尹玲珑道:“我知道你不会相信,但这就是事实。他虽然不会说话,但他怎么说也是天三少的儿子,我与他分属一脉,心念之间可以相互感应又有什么稀奇。”
南宫涵道:“就算你说的都是真的,那我想知道他让我留在这里是为了什么?看着他睡觉?”
尹玲珑道:“当然不是,他请你来,是为了帮你。”
“帮我?”听到这两个字,南宫涵终于忍不住笑了出来。
尹玲珑却坚定的说道:“没错,帮你。”
南宫涵忍下笑意,问道:“帮我什么?”
尹玲珑道:“至少,他能让你变得和今日的段痕一般厉害。”
今日的段痕,南宫涵刚刚见识过,他的厉害,南宫涵刚刚还在羡慕着。
“他要怎么帮我?”南宫涵这一次问的时候,脸上已经不见丝毫笑意。莫阳坐在一旁也只有苦苦摇头的份,她当然知道南宫涵追求力量是为了什么,也知道自己绝对不可以阻拦他。
尹玲珑轻轻摇着怀里这个婴孩,压低了声音道:“想问他什么,就等他醒来再问吧。”
路上,路不知通往何处,段痕沿着路上一条深深的辙痕走着,也不知道自己该去什么地方。他最原本的打算是回留榭香居,但却不知为何,他所去的方向却是离留榭香居越来越远,走着走着,他自己都不知道这里是什么地方了。
抬头看看,这里是一处还算繁华的小镇,路旁一块被风沙掩埋了半截的石碑上依稀还能辨别出两个字——真还。
段痕也不明白这两个字究竟是什么意思,但细细咀嚼这两个字,越想越觉得这两个字中透着玄妙,脚也不知怎么的,便朝着这叫“真还”的小镇走了进去。
小镇里的房舍不多,街道也不是很多,因为这里本就没有多少人,段痕站在这小镇最为热闹的那条街上极目望去,却也不过见到三十多人,最热闹的街尚且如此,那不热闹的街岂非已是门可罗雀。
段痕站在街心四下望去,却是在想自己该是去吃饭,还是找一间客栈休息。他当然不是很饿,也不是很累,只是这一瞬间他忽然觉得很空虚,不知道该做些什么,吃饭和睡觉,也许是现在唯一值得他去做的事情了吧。
“大哥哥,大哥哥。”段痕正在犹豫,却听到一个稚嫩的声音在喊自己,段痕只看见一个十一二岁的小姑娘,虽然穿的破旧,但样子也还算清秀,头上一左一右散绑着两个小辫,给人感觉那样的天真烂漫。她手里提着一个蒙着蓝布的竹篮子,透过蓝布隐隐飘来一股香味,段痕不觉间却用他那刚刚苏醒的末那识感觉到,篮子里是刚刚炒熟的花生。
段痕道:“小妹妹,你这花生怎么卖啊?”
那女孩也显得有些惊奇,道:“大哥哥怎么知道我这篮子里是花生?”
段痕笑道:“你的花生炒得这么香,我当然是闻到的。”
这小姑娘低头一笑,脸上泛起了丝丝红晕,段痕见到却不知为何的想起了小虾,她当日负气离去,却不知这些日子过得怎么样。也许段痕能猜到这小姑娘的心事,小姑娘却猜不到段痕在想些什么,只以为他是在想自己的花生怎么卖,便低声道:“我的花生很便宜,四个……,不,三个铜板一斤,妈妈,妈妈很急着用钱,她的药就快吃没了……”

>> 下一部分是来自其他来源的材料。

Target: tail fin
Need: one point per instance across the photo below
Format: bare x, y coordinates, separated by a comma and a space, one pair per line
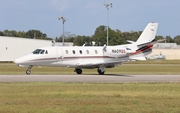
148, 34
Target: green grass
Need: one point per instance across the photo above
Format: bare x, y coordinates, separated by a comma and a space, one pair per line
56, 97
138, 67
48, 97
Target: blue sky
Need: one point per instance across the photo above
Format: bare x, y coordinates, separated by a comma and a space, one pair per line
84, 16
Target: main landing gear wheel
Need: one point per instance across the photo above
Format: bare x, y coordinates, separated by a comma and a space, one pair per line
28, 71
100, 72
78, 71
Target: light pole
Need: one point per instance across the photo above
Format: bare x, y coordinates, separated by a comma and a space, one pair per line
107, 6
63, 20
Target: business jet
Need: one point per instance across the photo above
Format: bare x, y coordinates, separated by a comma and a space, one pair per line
89, 57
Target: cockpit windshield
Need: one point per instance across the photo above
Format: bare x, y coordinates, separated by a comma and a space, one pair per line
39, 51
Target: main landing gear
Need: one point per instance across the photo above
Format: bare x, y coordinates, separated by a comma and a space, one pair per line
28, 71
101, 71
78, 71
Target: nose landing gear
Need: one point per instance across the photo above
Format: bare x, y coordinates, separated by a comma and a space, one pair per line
78, 71
28, 71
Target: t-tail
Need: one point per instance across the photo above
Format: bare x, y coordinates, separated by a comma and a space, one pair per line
145, 42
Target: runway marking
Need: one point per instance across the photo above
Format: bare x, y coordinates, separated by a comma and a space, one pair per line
90, 78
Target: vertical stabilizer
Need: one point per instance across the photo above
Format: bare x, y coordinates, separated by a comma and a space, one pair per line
148, 34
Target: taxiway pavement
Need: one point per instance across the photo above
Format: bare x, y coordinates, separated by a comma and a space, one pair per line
90, 78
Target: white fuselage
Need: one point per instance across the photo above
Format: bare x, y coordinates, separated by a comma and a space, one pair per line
87, 57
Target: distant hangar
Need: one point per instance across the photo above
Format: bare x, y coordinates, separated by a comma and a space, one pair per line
12, 48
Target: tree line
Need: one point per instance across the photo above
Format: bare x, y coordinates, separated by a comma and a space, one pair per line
116, 37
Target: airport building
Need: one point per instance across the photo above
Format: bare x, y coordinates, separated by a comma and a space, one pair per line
12, 48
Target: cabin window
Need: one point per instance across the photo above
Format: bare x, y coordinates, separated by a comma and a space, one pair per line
67, 52
37, 51
80, 51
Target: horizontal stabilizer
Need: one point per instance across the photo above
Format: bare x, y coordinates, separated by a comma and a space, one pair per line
137, 58
150, 43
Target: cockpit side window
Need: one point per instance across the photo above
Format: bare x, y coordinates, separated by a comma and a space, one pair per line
36, 51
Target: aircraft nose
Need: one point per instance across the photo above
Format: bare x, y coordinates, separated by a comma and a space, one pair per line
19, 61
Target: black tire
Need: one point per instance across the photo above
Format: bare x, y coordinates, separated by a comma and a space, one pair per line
28, 72
100, 72
79, 71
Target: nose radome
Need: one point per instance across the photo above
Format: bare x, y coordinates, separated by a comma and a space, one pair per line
17, 61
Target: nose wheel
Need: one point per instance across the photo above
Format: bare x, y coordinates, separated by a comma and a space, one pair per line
78, 71
28, 71
101, 72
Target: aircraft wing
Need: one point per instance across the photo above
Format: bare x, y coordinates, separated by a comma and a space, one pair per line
97, 65
150, 43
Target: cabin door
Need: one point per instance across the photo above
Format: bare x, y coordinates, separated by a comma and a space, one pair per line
59, 55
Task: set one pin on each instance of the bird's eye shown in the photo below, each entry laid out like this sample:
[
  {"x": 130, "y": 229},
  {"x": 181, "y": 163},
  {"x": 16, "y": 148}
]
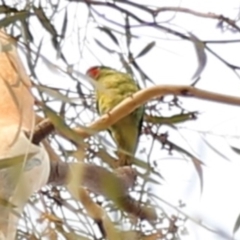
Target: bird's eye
[{"x": 93, "y": 72}]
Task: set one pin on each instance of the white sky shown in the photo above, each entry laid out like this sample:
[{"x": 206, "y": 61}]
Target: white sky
[{"x": 174, "y": 62}]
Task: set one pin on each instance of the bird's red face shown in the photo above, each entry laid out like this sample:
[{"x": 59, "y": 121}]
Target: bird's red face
[{"x": 93, "y": 72}]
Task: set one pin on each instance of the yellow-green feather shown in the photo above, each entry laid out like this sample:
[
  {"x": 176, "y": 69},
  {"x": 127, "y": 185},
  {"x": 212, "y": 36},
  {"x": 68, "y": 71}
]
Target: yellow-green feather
[{"x": 115, "y": 86}]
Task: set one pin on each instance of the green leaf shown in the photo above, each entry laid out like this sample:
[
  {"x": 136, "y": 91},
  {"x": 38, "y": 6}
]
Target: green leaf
[{"x": 146, "y": 49}]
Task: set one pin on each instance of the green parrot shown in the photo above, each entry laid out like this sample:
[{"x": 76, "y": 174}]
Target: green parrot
[{"x": 114, "y": 87}]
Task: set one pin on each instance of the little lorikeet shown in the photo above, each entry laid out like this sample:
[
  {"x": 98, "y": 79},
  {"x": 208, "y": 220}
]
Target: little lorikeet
[{"x": 114, "y": 86}]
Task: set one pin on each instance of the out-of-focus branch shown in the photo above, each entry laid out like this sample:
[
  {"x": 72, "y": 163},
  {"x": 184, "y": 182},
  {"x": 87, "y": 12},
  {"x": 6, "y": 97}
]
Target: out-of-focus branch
[
  {"x": 141, "y": 97},
  {"x": 131, "y": 103}
]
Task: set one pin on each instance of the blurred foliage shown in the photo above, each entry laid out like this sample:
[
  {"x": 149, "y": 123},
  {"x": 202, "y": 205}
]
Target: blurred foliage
[{"x": 52, "y": 213}]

听见这小姑娘这么说,段痕心头却像被什么扎了一下,问道:“你说什么,你妈妈病了,什么病?”段痕如此关心,只因为他自七岁便失去了养育自己的双亲,他知道成为孤儿的苦,他只希望少有几个人受这种苦。
小姑娘道:“我也不知道,只是有一天母亲被家里的老鼠咬了一口,从那以后就……”声音虽越来越低,但说到这里,段痕却能清楚地听出一种恐惧。原本他以为那不过是鼠疫,但鼠疫之人该是高烧不退,身体浮肿,却不会“可怕”。
段痕道:“能不能带我去看看你的母亲,说不定我可以治好她的病。”
小姑娘面露喜色,道:“真的吗?”
段痕道:“我也不确定,至少要让我先见到你的母亲再说。”
段痕只是不想给这个姑娘假希望,但小姑娘的心却又沉了下去,然后脸上的喜悦也随之退了颜色。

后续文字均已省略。